When document ownership is transferred as part of employee or vendor offboarding, any personal account access related to that employee or vendor persists, Goddard explained.

As part of the offboarding process, we wouldn’t be able to easily remove personal account access without Nira.

Mike Goddard,

IT Engineer

Nira also gave HackerOne the ability to easily clean up file ownership. It could now do a bulk transfer of documents from an ex-employee to a new owner.

“It was game-changing to easily transfer ownership, saving us time and effort, which isn’t feasible in any other way,” Goddard said.

What may have taken an hour or two to transfer ownership of every file from one employee to another could now be taken care of within minutes.

“Cleaning up file ownership and transferring ownership is done really quickly now,” Zander said. “I once spent almost eight hours trying to fix an issue that would have immediately worked with Nira.”

Nira is not only providing time savings to administrators and IT teams, but also helps employees better manage their security. Through its employee security portal, end-users can be a part of information security solutions.

Rather than a top-down approach, employees are empowered to easily fix access issues

Nira enables employees to identify and quickly remediate accidental sharing issues

According to Goddard, HackerOne does not favor a top-down approach when working with employees and appreciated Nira’s ability to let employees be a part of the process.

“At HackerOne, we like everybody to understand what and why the IT team is doing and to make IT-related decisions themselves,” Goddard said.
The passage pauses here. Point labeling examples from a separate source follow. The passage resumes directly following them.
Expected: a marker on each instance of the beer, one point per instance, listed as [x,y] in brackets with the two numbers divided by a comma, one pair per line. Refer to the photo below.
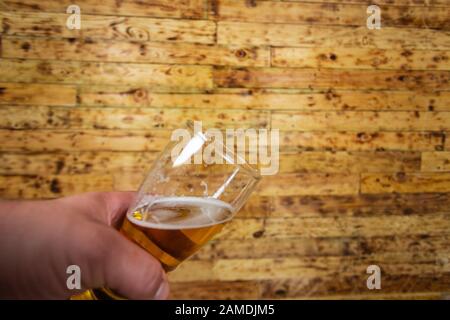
[173,228]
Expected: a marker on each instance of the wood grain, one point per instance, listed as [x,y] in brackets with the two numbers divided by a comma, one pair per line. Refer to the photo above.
[361,58]
[153,52]
[361,120]
[107,27]
[74,72]
[362,141]
[294,35]
[38,94]
[364,120]
[155,8]
[331,78]
[266,99]
[327,14]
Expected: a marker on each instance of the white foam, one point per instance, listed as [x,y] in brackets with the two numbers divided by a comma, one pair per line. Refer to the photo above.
[211,211]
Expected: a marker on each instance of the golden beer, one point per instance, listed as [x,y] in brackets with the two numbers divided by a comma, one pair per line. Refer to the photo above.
[173,228]
[187,197]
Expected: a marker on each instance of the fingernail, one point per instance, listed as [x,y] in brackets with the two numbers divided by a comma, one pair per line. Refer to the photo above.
[163,291]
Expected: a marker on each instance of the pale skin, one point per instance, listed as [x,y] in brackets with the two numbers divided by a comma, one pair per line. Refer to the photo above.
[40,239]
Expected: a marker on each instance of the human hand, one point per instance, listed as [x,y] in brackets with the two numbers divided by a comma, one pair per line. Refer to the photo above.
[40,239]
However, although employees want to do the right thing when it comes to sharing documents securely, issues may get overlooked because of just how easy it is to share and how difficult it is for an employee to gain visibility into sharing permissions.

“We’ve had instances where people have said, ‘Did you mean to share this? I’ve got access to this file when I shouldn’t,” Goddard said. “The potential for people to do it unintentionally is huge.”

Goddard maintains employees may not be aware of what they were sharing and that the company needs extra checks and balances to keep data safe.

“That’s where Nira comes in. We don’t want to lock everything down so people can’t do their jobs,” Goddard said.

Nira gives people the freedom to share things in the ways that they need to, without sacrificing security.

Mike Goddard,

IT Engineer

Through features like Nira’s employee security portal and Slack notifications, employees can stay on top of security without taking up tons of administrative time.

“If we alert individuals in Slack about issues that’s great for us. People are empowered to change sharing permissions and eliminate risks themselves,” Goddard said. “We want everyone’s job to be security.”

Employees are able to more easily take care of cleaning up permissions, freeing up time and resources for IT teams. Nira also provides educational resources for admins and end-users, as part of its commitment to customer service.